Either I'm misunderstanding you, or that's a straw man.
I'm not saying type inference is useful if it gives the
wrong answer when non-smallish ints occur. I'm saying
it's useful if it stops providing major speedups when
non-smallish ints occur. Which is what happens in, say,
modern Lisp systems when their type inferencing can
prove that some important intermediate value is an
integer but not that it's small enough to fit in a
single word.

>> Being able to prove that
>> something is a Unicode object just isn't all that useful for
>> efficiency, because most of the things you can do to Unicode
>> objects aren't all that cheap relative to the cost of finding out
>> what they are. Likewise, though perhaps a bit less so, for being
>> able to prove that something is a string.
> 
> Hm, strings are so fundamental as arguments to other things (used as
> keys etc.) that my intuition tells me that it actually would matter.

As a Python user I am required by law to have great
respect for your intuition :-), and I would do anyway,
so you may be right here. But surely most places where
strings are used so very heavily almost always *do*
get strings, so their type-checking is just a matter
of, um, checking the type (i.e., no dynamic dispatch
is needed in the common case), so if you then need to
do something non-trivial like a dict lookup the cost
of the type check is relatively rather small.

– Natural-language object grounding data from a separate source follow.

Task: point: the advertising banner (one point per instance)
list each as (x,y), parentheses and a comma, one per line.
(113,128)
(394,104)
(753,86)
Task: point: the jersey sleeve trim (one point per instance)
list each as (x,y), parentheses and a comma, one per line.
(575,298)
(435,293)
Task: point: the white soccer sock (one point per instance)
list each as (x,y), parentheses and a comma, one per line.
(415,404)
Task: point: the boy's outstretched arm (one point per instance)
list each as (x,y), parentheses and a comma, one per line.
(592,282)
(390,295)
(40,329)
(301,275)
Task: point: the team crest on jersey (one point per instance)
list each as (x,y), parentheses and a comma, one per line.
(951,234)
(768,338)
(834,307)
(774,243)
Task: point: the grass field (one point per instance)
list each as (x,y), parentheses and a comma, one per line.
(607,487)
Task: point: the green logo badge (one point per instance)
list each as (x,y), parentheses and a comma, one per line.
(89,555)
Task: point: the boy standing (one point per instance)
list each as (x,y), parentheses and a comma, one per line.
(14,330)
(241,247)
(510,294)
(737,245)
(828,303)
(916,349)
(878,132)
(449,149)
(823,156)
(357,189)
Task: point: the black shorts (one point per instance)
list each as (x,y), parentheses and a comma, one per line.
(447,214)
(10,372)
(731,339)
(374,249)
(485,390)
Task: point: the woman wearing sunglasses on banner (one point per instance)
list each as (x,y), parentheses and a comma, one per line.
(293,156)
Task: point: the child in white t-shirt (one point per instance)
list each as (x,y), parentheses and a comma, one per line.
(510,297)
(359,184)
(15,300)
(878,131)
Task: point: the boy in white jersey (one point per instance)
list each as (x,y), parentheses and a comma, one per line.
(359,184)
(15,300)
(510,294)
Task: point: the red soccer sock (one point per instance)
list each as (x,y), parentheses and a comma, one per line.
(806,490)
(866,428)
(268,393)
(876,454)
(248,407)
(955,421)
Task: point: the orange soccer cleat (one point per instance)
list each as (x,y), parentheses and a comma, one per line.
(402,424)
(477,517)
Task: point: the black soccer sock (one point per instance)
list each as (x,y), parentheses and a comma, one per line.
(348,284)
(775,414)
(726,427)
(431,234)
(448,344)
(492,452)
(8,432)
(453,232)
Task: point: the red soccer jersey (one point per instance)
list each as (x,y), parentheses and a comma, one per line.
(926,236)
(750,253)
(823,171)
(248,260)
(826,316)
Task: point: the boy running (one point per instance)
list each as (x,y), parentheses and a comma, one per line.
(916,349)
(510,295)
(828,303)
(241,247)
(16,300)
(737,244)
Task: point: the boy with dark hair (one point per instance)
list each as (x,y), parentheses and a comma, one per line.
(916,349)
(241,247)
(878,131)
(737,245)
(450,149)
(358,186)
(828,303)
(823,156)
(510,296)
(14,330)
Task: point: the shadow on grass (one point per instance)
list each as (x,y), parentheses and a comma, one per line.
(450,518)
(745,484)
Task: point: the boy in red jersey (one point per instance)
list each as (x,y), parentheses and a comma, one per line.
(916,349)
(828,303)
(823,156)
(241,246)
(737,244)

> And there are quite a few fast operations on strings: len(), "iftrue",
> even slicing: slices with a fixed size are O(1).

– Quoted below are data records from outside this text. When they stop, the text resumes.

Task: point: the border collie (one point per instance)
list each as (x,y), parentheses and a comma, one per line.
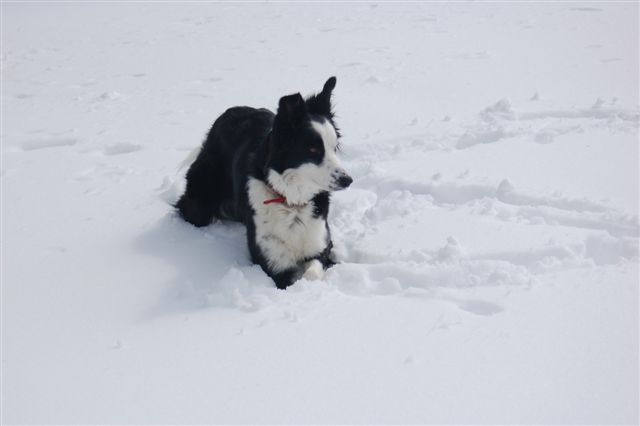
(274,173)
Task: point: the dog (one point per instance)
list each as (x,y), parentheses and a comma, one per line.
(274,173)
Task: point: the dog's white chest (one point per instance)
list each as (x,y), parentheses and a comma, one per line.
(285,234)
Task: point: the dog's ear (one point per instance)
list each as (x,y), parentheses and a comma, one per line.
(291,110)
(321,103)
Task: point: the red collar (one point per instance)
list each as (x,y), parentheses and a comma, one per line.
(279,200)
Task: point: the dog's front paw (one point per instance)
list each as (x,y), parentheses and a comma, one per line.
(314,271)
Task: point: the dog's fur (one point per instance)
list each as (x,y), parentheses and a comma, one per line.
(274,173)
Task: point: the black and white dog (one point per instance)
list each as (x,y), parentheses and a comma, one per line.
(274,173)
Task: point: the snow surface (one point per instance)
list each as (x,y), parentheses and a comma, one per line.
(489,244)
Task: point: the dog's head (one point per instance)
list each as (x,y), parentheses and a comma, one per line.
(302,160)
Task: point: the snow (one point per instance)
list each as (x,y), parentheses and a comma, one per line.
(488,245)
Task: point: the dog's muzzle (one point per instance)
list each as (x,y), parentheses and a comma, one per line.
(341,181)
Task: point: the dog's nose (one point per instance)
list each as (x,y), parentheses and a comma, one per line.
(344,181)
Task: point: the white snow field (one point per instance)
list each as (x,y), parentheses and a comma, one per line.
(488,246)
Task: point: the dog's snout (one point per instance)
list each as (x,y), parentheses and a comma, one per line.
(344,181)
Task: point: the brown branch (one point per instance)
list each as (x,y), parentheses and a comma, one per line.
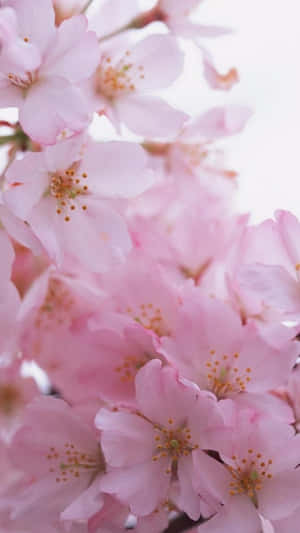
(182,523)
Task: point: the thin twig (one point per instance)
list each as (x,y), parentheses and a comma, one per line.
(182,523)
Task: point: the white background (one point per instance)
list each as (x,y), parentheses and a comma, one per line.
(265,48)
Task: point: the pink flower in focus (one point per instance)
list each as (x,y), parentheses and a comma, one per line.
(63,463)
(63,194)
(41,67)
(154,446)
(53,329)
(223,82)
(15,393)
(258,476)
(212,347)
(114,360)
(126,74)
(176,16)
(272,273)
(143,294)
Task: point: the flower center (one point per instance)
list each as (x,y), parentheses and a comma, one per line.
(22,82)
(172,443)
(66,187)
(9,399)
(112,81)
(69,462)
(224,375)
(249,474)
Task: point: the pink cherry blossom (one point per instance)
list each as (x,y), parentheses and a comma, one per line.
(53,326)
(137,294)
(212,347)
(124,78)
(223,82)
(63,463)
(115,357)
(41,67)
(176,17)
(273,277)
(258,475)
(150,447)
(62,194)
(15,392)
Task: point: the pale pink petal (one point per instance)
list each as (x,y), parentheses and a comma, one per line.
(61,106)
(239,511)
(273,284)
(123,170)
(289,232)
(223,82)
(290,524)
(27,180)
(20,231)
(279,496)
(217,122)
(150,116)
(63,154)
(156,73)
(142,486)
(127,439)
(86,505)
(36,21)
(10,96)
(7,252)
(98,237)
(75,54)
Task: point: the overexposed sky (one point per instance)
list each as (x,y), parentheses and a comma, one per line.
(265,48)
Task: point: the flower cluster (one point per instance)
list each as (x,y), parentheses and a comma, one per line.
(165,324)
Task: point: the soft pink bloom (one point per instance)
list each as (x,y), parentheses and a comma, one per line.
(125,75)
(53,329)
(9,299)
(291,394)
(65,9)
(62,460)
(41,67)
(212,347)
(140,291)
(115,357)
(258,475)
(273,274)
(26,267)
(215,79)
(286,525)
(64,192)
(176,16)
(155,444)
(111,518)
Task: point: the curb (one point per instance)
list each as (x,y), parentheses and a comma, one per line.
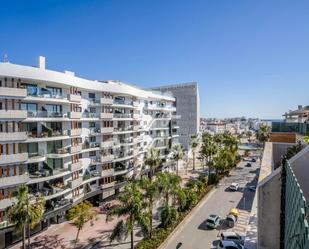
(186,218)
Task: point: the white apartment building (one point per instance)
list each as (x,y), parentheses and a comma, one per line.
(188,108)
(71,139)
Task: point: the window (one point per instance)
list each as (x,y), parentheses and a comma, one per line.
(53,108)
(54,91)
(91,95)
(92,153)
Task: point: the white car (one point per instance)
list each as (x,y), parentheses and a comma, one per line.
(228,244)
(234,186)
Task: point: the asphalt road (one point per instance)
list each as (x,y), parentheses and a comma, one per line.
(194,234)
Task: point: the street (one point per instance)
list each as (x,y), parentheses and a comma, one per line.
(194,234)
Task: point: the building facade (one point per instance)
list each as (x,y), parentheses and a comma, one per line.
(188,108)
(71,139)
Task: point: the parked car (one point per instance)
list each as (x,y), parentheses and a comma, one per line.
(232,236)
(213,221)
(234,186)
(252,188)
(231,220)
(228,244)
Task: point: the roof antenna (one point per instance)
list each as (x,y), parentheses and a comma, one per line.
(5,58)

Yes, though it's O(1) with a rather large constant. (Except
maybe for single-character slices.) I'll agree about len and
iftrue, though.

>> At least, so it seems to me. Maybe I'm wrong. I suppose the
>> extract-one-character operation might be used quite a bit,
>> and that could be cheap. But I can't help feeling that
>> occasions where (1) the compiler can prove that something
>> is a string because it comes from calling an "encode" method,
>> (2) it can't prove that any other way, (3) this makes an
>> appreciable difference to the speed of the code, and (4)
>> there isn't any less-rigorous (Psyco-like, say) way for
>> the type to be discovered and efficient code used, are
>> likely to be pretty rare, and in particular rare enough
>> that supplying some sort of optional type declaration
>> won't be unacceptable to users. (I bet that any version
>> of Python that achieves near-C speed by doing extensive
>> type inference will have optional type declarations.)
>
> Don't forget all those other uses of type inferencing, e.g. for
> pointing out latent bugs in programs (pychecker etc.).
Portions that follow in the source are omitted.